Die Konzernstrategie zielt nicht nur nach außen. Nach innen ist das Signal: Straffung von Strukturen, Kosteneinsparungen bei Personal und Materialkosten, sowohl bei Geräten als auch Verbrauchsmaterial. Trotz blumiger Ankündigungen lässt die Digitalisierung auf sich warten. Andere Klinikträger arbeiten längst mit der digitalen Patientenakte und der damit verbundenen Technik. Auch wenn sie oft nicht funktioniert.

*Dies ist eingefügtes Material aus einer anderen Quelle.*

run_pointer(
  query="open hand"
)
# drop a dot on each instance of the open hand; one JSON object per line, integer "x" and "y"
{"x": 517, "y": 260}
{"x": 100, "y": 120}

Ein paar digitale Leuchttürme gibt es in hochprofitablen Bereichen, so den OP-Roboter, den Televisitenroboter auf der Intensivstation und natürlich KI in der Endoskopie. Das sind im Einzelfall hilfreiche Neuerungen. Doch im Alltag der klinischen Behandlung und Pflege spielt das alles keine Rolle. Dort werden die Ressourcen auf Verschleiß gefahren. Dienstkleidung für die Pflege wird künstlich knappgehalten. Entgegen einer konzernweiten Betriebsvereinbarung, die fünf Garnituren vorsieht, bleibt es trotz Protest bei drei. Bettwäsche für die Patienten wurde einfach reduziert. Zu viel Hygiene scheint das Geschäft zu stören. Da war es konsequent, die Befugnisse der Krankenhaushygiene zu reduzieren. Auf dringende Reparaturen muss oft lange gewartet werden, besonders bei Fahrstühlen oder im Sanitärbereich. Und die Zimmerreinigung wird zur Glückssache.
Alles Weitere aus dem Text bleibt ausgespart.